I was quite a fan of The X-Files back in the 1990s when it was new and fresh. The idea that there were all sorts of paranormal jiggery-pokery going on around us and kept secret by a sinister FBI definitely appealed to my inner conspiracy theorist.
What made it work were the Mulder and Scully characters, the one a believer, the other the skeptic, and there was no jiggery-pokery of their own to get in the way of the plot romantically, at least not until the later series.
It was a Twilight Zone or Outer Limits for our time and good, clean escapism, as long as you didn’t take it too seriously, although judging by the number of conspiracists out there, it seems that quite a lot of people did.
The programme began to lose its fizz when David Duchovny faded from the scene after series seven and Scully became more marginalised and I began to lose interest. So I was pleased when I heard that the pair were to come together again for The X-Files Reopened which began to air on Channel 5 a couple of weeks ago.
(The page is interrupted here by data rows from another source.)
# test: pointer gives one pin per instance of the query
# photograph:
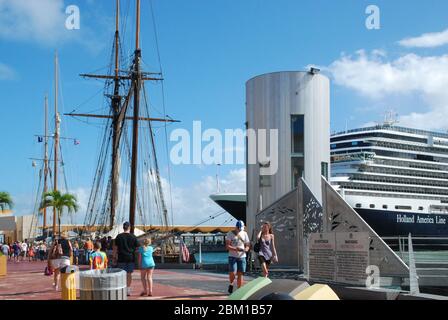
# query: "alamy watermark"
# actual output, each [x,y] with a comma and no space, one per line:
[73,20]
[373,21]
[212,146]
I’ve watched two episodes so far and to be honest, they have been a disappointment. It is hard to recapture originality that the idea had ten or fifteen years ago, but I don’t think it is well produced either. The storyline is both thin and thick as it tries to pick up where the original left off.
And that script? I caught up with the second episode last night and there was the scene where Mulder collapses to floor in agony as some invisible force causes unbearable auditory pain in the inner cortex of his brain. Cut to ads, then in the next scene it is as nothing has happened. No questions, no concern, not until Scully asks him about it almost saying ‘by the way…’
There were also so many baffling references to the past that I went back to watch some of series nine on Amazon to catch up. That’s the one where Joh Doggett and Monica Reyes take over the Mulder and Scully roles, and I realised that it was just as bad. Bad dialogue, poor continuity and a script that had become a parody of itself.
At the end of the final credits, there was a dedication to the memory of Chris Keller, 1971 – 2001, so I looked him up. He was a scientist and a close friend of Chris Carter who created the X-Files, hence the dedication, but fittingly he is also the subject of some of the wilder 9/11 conspiracy speculation.
I shall probably watch the remaining four episodes of The X-Files Reopened, more in hope than expectation of finding the truth out there.